So I am trying to write a python function to return a metric called the Mielke-Berry R value. 所以我试图编写一个python函数来返回一个名为Mielke-Berry R值的度量。 The metric is calculated like so: 度量标准计算如下: 在此输入图像描述

The current code I have written works, but because of the sum of sums in the equation, the only thing I could think of to solve it was to use a nested for loop in Python, which is very slow... 我编写的当前代码有效,但由于等式中的和的总和,我唯一能想到解决它的问题是在Python中使用嵌套的for循环,这非常慢......

Below is my code: 以下是我的代码:

def mb_r(forecasted_array, observed_array):
    """Returns the Mielke-Berry R value."""
    assert len(observed_array) == len(forecasted_array)
    y = forecasted_array.tolist()
    x = observed_array.tolist()
    total = 0
    for i in range(len(y)):
        for j in range(len(y)):
            total = total + abs(y[j] - x[i])
    total = np.array([total])
    return 1 - (mae(forecasted_array, observed_array) * forecasted_array.size ** 2 / total[0])

The reason I converted the input arrays to lists is because I have heard (haven't yet tested) that indexing a numpy array using a python for loop is very slow. 我将输入数组转换为列表的原因是因为我听说(尚未测试)使用python for循环索引一个numpy数组非常慢。

I feel like there may be some sort of numpy function to solve this much faster, anyone know of anything? 我觉得可能有某种numpy功能可以更快地解决这个问题,任何人都知道什么?

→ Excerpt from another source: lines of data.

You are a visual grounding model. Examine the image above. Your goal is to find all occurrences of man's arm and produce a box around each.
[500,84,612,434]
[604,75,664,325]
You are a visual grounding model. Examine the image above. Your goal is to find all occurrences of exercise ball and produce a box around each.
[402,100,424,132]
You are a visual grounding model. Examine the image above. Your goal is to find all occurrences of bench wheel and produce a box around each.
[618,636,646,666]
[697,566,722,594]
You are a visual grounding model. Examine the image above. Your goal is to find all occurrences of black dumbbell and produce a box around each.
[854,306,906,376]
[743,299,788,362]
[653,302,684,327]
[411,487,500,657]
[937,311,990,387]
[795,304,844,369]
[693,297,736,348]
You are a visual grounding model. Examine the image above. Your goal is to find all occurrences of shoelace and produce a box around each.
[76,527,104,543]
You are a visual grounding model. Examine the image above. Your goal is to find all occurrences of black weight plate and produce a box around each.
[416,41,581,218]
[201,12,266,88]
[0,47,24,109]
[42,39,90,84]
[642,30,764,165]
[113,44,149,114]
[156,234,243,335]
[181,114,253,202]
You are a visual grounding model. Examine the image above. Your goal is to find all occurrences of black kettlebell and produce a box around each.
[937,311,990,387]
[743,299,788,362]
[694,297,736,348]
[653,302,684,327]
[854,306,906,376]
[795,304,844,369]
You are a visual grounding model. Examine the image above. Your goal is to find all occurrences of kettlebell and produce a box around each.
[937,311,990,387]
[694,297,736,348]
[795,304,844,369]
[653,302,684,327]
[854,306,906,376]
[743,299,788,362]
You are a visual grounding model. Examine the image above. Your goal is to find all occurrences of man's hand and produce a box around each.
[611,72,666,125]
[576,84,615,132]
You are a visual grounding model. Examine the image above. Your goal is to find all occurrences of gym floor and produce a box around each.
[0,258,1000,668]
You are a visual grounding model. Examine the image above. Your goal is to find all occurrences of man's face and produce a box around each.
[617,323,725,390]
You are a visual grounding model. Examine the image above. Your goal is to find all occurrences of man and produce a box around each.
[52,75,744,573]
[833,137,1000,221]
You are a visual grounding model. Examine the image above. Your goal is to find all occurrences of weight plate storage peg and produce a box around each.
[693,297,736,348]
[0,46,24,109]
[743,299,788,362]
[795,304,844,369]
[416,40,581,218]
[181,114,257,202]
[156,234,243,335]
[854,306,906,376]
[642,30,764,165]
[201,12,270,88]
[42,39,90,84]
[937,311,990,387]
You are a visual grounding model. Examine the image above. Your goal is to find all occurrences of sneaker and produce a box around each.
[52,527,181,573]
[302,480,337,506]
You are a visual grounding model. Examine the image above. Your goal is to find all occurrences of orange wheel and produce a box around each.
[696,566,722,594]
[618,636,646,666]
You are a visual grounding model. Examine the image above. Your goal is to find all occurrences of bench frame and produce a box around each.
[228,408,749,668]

Here's one vectorized way to leverage broadcasting to get total - 这是一种利用broadcasting获得total矢量化方式 -

np.abs(forecasted_array[:,None] - observed_array).sum()

To accept both lists and arrays alike, we can use NumPy builtin for the outer subtraction, like so - 要同时接受列表和数组,我们可以使用NumPy内置的外部减法,如下所示 -

np.abs(np.subtract.outer(forecasted_array, observed_array)).sum()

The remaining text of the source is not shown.